【6/25】東工大生による即興

この日の講義では、学生同士ペアになり即興を披露しました。

各ペアが即興を披露した後は、他の学生たちに感想を聞き、最後に奏者に話を聞く。

みんな「音」に対し様々な感想を持つけれど、奏者の話を聴く前にそれらの言葉を聴いてるとこれがまた興味深い。披露された即興に対し(理論何もないので、100%奏者の感覚に委ねた音の羅列となる)、周りが受けた印象は結構似ている。同時に真逆の印象も存在する。いやぁ〜、面白いですね。本当に面白い。

ペア、要するに連弾となるわけですが、まずは段階を踏んである種のルールは設けています。「1本の指で、交互に音を鳴らしていく。相手の音をよく聴く。リズムやテンポは自由。」

相手の音に耳を傾けることで、ある種の表現を汲み取ろうとし、それに対し応答することで自分も何かを表現しようとする。

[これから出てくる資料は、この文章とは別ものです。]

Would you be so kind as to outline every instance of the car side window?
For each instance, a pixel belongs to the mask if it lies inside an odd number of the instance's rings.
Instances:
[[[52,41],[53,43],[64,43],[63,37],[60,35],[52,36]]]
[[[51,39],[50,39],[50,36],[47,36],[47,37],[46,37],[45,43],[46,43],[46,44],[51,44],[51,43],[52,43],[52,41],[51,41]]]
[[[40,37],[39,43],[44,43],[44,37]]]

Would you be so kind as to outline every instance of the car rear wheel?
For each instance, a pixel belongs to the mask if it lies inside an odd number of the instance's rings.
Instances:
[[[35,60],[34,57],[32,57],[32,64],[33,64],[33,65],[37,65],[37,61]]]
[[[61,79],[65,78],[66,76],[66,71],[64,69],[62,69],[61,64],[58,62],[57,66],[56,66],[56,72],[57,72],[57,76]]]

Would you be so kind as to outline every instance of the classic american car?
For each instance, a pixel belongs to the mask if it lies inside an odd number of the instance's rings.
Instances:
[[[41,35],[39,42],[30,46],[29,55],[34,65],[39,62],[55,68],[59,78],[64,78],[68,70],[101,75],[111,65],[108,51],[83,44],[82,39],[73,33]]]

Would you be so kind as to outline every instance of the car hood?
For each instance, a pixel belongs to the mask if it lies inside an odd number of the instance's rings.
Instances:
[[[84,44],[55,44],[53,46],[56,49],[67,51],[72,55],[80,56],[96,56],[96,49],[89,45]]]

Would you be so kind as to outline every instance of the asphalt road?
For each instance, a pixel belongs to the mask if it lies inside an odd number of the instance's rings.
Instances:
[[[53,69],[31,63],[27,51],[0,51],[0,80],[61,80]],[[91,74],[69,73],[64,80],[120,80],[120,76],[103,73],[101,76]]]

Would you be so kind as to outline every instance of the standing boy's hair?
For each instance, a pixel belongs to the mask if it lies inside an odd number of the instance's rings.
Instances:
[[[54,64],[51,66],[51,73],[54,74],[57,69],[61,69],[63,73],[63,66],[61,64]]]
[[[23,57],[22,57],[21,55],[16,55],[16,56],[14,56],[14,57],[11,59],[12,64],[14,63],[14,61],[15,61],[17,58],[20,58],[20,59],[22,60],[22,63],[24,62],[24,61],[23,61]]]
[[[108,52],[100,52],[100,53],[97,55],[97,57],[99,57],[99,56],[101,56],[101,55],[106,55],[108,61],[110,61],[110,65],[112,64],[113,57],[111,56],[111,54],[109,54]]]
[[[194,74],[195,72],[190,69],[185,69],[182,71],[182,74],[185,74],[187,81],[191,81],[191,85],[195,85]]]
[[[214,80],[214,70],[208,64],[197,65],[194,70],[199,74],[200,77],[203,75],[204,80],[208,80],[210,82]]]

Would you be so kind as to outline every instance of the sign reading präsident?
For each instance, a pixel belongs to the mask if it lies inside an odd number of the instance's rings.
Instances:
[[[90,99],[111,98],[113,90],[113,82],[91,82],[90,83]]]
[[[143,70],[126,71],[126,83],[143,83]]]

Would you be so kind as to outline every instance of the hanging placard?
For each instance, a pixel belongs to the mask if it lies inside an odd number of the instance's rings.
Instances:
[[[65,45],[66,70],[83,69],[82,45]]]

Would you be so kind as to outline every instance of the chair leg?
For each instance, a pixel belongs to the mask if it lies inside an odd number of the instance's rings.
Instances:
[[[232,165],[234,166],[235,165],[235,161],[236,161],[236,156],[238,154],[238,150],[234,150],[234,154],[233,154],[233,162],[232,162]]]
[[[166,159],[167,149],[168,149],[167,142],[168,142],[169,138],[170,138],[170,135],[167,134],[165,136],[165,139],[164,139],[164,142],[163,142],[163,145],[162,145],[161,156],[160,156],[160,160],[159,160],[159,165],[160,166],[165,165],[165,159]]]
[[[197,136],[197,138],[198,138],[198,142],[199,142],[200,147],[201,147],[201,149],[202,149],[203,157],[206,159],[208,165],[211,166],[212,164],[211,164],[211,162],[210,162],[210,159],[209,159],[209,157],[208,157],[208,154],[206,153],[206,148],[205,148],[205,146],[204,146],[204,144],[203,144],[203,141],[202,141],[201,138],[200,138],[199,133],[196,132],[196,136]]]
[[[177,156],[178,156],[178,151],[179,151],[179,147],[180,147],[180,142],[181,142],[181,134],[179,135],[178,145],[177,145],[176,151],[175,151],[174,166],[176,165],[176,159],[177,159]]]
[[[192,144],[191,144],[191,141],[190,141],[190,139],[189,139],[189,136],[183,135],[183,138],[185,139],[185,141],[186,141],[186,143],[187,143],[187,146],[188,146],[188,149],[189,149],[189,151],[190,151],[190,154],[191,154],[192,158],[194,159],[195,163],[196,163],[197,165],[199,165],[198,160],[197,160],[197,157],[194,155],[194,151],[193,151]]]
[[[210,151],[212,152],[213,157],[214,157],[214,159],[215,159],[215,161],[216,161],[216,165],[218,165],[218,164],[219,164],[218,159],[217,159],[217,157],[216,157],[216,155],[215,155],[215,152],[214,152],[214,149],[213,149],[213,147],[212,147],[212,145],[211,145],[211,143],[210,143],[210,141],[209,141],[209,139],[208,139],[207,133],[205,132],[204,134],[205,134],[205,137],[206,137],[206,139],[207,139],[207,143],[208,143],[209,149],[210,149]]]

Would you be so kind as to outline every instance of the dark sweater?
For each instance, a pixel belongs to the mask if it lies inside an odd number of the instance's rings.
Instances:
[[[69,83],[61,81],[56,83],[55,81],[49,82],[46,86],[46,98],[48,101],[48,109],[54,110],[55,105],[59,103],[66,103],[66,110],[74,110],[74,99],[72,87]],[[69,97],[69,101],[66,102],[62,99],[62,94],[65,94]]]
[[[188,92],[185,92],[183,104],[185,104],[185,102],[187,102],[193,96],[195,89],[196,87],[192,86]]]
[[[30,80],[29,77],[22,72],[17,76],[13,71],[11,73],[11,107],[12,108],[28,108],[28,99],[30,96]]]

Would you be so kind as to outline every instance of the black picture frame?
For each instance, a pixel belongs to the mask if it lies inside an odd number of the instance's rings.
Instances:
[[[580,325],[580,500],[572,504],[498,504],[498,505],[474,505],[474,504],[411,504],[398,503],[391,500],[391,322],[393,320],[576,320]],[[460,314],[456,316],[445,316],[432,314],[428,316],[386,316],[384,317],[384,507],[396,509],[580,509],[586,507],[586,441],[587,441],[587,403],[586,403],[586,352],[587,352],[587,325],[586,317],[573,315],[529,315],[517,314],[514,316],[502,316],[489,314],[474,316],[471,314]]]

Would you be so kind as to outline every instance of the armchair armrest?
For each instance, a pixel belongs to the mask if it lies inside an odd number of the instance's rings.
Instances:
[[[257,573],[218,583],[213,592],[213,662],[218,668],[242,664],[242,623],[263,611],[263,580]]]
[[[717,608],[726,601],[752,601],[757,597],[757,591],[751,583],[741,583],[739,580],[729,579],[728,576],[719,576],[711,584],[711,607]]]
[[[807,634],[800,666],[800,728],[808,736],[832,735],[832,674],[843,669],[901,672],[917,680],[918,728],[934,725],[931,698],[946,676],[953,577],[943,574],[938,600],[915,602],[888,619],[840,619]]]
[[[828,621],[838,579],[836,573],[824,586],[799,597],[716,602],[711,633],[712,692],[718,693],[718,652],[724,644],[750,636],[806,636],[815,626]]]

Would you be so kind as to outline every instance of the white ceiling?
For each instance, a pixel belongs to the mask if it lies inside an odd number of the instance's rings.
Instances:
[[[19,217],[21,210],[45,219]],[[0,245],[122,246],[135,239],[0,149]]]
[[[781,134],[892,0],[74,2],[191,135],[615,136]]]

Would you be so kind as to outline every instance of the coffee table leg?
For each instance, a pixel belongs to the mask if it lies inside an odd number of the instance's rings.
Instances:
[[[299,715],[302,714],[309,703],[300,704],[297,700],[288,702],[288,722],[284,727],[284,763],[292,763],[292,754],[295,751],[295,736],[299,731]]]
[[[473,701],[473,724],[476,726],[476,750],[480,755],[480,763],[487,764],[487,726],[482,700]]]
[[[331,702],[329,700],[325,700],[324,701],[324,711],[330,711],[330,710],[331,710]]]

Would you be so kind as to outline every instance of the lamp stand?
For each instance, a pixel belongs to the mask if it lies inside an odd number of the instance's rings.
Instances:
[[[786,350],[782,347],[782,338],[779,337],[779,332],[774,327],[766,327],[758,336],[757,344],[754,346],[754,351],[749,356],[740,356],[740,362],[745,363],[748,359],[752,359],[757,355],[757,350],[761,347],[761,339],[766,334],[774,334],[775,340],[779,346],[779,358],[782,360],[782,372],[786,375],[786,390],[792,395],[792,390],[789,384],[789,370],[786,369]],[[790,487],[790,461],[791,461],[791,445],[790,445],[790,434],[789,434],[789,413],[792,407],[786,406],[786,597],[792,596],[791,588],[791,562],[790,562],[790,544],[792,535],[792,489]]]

そこには理屈を超えた感覚のみの対話が繰り広げられます。学生たちはみんなよく弾いていました。

そして最後に演奏してくれた二人の学生。この日彼らによって披露された即興は、東工大の歴史に残る名演、もしくはもっとも物議を醸し出し、問題提起された即興となりました。これは決して過言ではありません。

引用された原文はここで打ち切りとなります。